Exhale is mainly known as a spa with locations across several major metro areas in the US (New York, LA, Boston, Chicago, Atlanta, Dallas, Miami) as well as #wildcard Bermuda. However, in addition to facials and massages, they also offer yoga and a fitness program they refer to as Core Fusion. Within the Core Fusion program, there are a number of class offerings:
- Core Fusion Barre (standard 45 or 60 minute classes; beginners and advanced levels are also offered)
- Core Fusion Cardio
- Core Fusion Barre + Cardio
- Core Fusion Sport
- Core Fusion Bootcamp
- Core Fusion Extreme
I’ve taken several Core Fusion barre classes in the past, so I was excited to return as part of my biathalon that I’d trained so hard for (by eating at multiple Momofuku restaurants the night before).
The Gramercy Exhale studio is located in the Gansevoort Hotel on 29th Street, so naturally, I wanted in and pretended I was Rihanna heading to the club. This location is rather small and only has one fitness room, but it’s a bright, sun-filled studio with lots of space. There’s no locker room at this location (just cubbies in the studio and a bathroom stall with a shower near the spa area), so plan accordingly.
I’ve also taken classes at the Central Park South, Upper East Side and Soho locations. The Central Park and UES studios are much larger and feature multiple classrooms, locker rooms with showers, towels and beauty products, and a boutique with apparel from a variety of high-end fitness brands that I can’t afford such as Lululemon, Alo Yoga, Splits59, and more. The Soho studio is not on brand for Exhale at all—it’s just a small, open room for classes, some cubbies, and a single bathroom stall (no showers). I know they’re in the process of building a larger, nicer studio in Soho, but I’m not sure if it’s open yet. I’ve yet to take class at the Flatiron or Meatpacking studio locations, but I’ve heard the Meatpacking studio is really nice.
Our instructor, Caitlin, learned most students’ names, gave great adjustments, and overall had a really fun personality—it was fun to take her class. I’ve found that instructors at Exhale are pretty hit or miss—I’ve had some great ones, less-than-charismatics ones, and even some unfriendly ones. Of the instructors I’ve taken, I’ve really liked Gabby and Michela.
Exhale’s Core Fusion Barre class is a pretty standard barre class that follows a traditional format. Class begins with a brief warm-up and arm series using light and heavy weights for a variety of exercises. From there, students head to the barre for a quick stretch before several thigh exercises. Thigh work is the hardest part of most barre classes, and this studio is no different—you’ll work through plies, chair positions, and your legs will shake! After another brief stretch, you’ll move into glute work (two exercises for hour-long classes and one exercise for 45-minute classes), a round-back and flat-back abs series under the barre, and abs in the center of the room before a final stretch to end class.
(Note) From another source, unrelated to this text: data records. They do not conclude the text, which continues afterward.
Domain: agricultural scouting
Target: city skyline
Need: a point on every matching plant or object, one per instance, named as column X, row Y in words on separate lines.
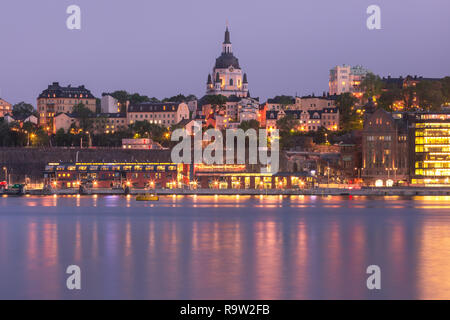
column 185, row 52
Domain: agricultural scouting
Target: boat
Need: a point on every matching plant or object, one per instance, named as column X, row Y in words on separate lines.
column 147, row 197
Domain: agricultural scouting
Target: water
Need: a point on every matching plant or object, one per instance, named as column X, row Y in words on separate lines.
column 229, row 247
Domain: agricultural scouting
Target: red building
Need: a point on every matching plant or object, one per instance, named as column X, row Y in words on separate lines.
column 116, row 175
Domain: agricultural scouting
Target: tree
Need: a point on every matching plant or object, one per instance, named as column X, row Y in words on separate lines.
column 121, row 96
column 250, row 124
column 23, row 110
column 429, row 94
column 446, row 89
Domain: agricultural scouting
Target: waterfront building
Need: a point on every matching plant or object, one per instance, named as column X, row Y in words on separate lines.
column 306, row 120
column 409, row 100
column 109, row 104
column 315, row 103
column 347, row 79
column 227, row 77
column 429, row 134
column 56, row 99
column 248, row 109
column 228, row 176
column 165, row 114
column 141, row 144
column 115, row 175
column 385, row 148
column 64, row 121
column 5, row 107
column 106, row 123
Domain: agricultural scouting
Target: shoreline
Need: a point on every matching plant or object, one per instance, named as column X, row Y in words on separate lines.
column 406, row 191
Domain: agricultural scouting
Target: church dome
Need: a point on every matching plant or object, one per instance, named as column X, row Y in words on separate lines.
column 227, row 60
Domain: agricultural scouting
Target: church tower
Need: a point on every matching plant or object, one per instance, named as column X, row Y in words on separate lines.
column 227, row 74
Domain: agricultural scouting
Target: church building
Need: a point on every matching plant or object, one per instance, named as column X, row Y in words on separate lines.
column 227, row 78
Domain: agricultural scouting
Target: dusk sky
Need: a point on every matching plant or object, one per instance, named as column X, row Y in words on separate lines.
column 162, row 48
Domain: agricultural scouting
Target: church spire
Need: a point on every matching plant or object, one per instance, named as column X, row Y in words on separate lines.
column 227, row 37
column 226, row 46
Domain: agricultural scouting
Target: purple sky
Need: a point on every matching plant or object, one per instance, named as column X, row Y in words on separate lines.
column 165, row 47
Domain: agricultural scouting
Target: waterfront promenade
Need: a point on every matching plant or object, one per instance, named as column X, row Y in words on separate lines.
column 405, row 191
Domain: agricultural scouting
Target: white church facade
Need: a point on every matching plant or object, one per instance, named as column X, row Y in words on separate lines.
column 227, row 77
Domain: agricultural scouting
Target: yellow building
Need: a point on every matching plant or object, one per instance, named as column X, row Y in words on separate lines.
column 165, row 114
column 56, row 99
column 5, row 108
column 430, row 161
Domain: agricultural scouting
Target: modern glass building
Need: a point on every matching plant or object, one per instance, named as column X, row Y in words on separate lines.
column 430, row 150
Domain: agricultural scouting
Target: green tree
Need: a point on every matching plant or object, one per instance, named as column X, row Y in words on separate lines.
column 446, row 89
column 250, row 124
column 429, row 95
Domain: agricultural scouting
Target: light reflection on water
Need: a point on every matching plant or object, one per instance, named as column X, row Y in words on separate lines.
column 225, row 247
I’ve definitely been sore after almost every barre class at Exhale—these are good barre workouts—but what bothers me about Exhale is that there’s really no distinguishing characteristic to the workout. Maybe this is because the chain is more of a spa than a fitness studio, but as a barre fanatic, I never really get amped to come here. That said, if you want a traditional barre class that will leave you sore the next day, this is a great spot.
Single classes are $37, but new clients can get two classes for the price of one.